# Turbo Hawk



## NMYoungGun (May 29, 2009)

anybody shot it yet? It just got released last night on the hoyt site. :mg:
It looks awesome. its lighter than the alphamax:mg: I cant wait to shoot one!!


----------



## N7709K (Dec 17, 2008)

I looked at one in yankton. It balances pretty well and drew pretty smooth. It is a good intermediate bow.


----------



## Sighting In (Feb 5, 2009)

It looks like a pretty good mid-end bow.

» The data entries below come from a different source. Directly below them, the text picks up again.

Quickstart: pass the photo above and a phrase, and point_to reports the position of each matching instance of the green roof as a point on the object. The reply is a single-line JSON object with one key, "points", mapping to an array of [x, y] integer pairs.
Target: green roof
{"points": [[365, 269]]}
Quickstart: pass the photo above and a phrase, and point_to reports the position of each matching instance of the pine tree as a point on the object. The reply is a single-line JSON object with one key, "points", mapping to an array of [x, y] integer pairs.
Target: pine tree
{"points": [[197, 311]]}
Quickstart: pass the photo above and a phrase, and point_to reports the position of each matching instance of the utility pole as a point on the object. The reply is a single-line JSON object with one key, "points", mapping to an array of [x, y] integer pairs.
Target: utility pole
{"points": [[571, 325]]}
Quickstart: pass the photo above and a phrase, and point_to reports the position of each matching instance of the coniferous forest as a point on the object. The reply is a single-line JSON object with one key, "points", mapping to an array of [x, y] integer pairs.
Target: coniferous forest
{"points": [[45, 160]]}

There is no way that it compares to the Katera, but for the money it is not bad.


----------



## BIGBC (Jan 29, 2007)

Im not much of a fan of the Reflex-esque bows, they just arent as refined as the rest of the Hoyt line. Having said that I shot the Powerhawk (i think) and it was really decent for the money.


----------



## N7709K (Dec 17, 2008)

I looked at them today. They are not bad.


----------



## NMYoungGun (May 29, 2009)

I am pumped up about this bow. I am working my butt off trying to get the money to go buy one. Hey poor boy gotta shoot too. lol


----------



## Ignition kid (Oct 7, 2008)

Yesterday i looked at it on their website, seems to be an awesome bow.


----------